Again, as with your last piece...kind of averageish. Has the potential to be something bigger and better, but never really gives the illusion that it thinks it's anything more than it is; a bit of animation in the hopes of making a few people laugh. Random, but fit for purpose.

This did have promise, but the ending and the abruptness of it kind of got rid of any prospect of a more...wholesome (wrong word, kinda) flash...I think if you WANTED it to be more developed and pristine, you could accomplish it with a little more time and effort in the work, and could definitely make this a more original flash, you could definitely incorporate the KK in a more comfortable way then just slamming it basically into the original game and not much more...but at the same time, I also think that this is the kind of thing you want to do; not the best, but good enough. Not as polished as it could be, but polished enough for people to see the joke you're trying to create. It would be nice to see a little more detail go into these things, but as it stands, as long as you're happy with what you're doing, you're probably doing something right, right?

-Review Request Club

PantyWipe responds:

thanks dawgie!

Review Request Club

I think the humour was a little most on me. Yes, Pacman wakka-wakkas into a pill, there's a little bit of a drug-trip, but...I don't know, I think it stopped a little short of giving the humour enough time to develop. You could have explored a lot more the directions Pacman took the addiction, and maybe how the ghosts reacted to the addiction...in general, it was just a little short and not really in my taste for humour.

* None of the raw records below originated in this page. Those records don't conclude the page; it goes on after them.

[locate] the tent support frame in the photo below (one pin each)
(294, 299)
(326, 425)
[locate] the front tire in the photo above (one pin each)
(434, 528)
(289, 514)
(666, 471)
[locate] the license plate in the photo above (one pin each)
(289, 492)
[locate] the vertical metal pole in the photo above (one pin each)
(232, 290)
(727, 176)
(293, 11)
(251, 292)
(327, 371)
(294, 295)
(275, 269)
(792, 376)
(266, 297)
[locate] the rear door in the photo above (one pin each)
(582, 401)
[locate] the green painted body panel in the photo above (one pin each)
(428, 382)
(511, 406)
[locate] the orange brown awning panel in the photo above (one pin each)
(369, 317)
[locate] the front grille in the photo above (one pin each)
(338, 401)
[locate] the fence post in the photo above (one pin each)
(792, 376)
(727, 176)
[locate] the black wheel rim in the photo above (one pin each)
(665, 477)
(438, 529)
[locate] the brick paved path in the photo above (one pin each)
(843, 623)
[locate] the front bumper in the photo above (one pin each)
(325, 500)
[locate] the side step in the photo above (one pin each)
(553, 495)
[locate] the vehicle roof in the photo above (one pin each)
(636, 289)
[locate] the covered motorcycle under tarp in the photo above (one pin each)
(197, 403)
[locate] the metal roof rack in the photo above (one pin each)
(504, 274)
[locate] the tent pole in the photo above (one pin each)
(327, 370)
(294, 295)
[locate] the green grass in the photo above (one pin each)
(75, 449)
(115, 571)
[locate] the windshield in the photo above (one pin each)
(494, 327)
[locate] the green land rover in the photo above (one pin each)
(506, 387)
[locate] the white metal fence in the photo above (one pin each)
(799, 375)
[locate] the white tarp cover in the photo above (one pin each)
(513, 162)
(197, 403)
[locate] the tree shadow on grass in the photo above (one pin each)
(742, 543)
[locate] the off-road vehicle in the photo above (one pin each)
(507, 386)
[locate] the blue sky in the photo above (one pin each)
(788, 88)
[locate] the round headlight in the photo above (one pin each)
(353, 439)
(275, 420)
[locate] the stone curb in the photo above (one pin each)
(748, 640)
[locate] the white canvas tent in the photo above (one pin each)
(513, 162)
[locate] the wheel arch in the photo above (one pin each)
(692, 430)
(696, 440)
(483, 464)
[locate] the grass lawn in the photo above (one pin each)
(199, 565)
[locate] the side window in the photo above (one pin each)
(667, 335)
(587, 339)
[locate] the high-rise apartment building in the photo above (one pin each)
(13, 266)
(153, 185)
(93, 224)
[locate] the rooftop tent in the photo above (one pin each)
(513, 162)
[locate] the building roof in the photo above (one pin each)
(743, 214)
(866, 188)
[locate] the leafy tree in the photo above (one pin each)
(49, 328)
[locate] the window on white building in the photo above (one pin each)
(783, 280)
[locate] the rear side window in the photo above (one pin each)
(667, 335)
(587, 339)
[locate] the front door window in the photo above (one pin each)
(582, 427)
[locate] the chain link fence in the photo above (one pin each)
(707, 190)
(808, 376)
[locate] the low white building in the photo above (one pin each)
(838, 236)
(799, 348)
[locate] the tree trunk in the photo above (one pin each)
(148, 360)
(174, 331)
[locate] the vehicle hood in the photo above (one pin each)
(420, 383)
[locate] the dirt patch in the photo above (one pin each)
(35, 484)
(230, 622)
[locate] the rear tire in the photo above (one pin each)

That aside, I thought the "realistic" pacman sounds were nice, the game layout was good...would have been better if it was a little larger, but it's not that big of an issue. It would have been nice to maybe have a little more play-room as far as sizings go, instead of everything being in the same front-on dimension of the entire game field, etc., but in general it was alright. Animation was a little choppy, but I guess even Pacman didn't have to be that smooth all the time. Especially if he turns into an addict :P

It was okay. Didn't wow me, but I didn't think it was overtly bad, either. Just didn't make me laugh, and so half the purpose of the flash is kind of gone.

-Review Request Club

PantyWipe responds:

Cool, but keep in mind this is a Kitty Krew flash.

Review Request Club

Could have used a mute button after the 4th looping of it xD That's not saying I don't like System, their music is kickass, but...having one segment of the song on loop constantly even gets on the nerves of my ears when I'm trying to review something. And System's in the tamer region of bands I listen to, man :P.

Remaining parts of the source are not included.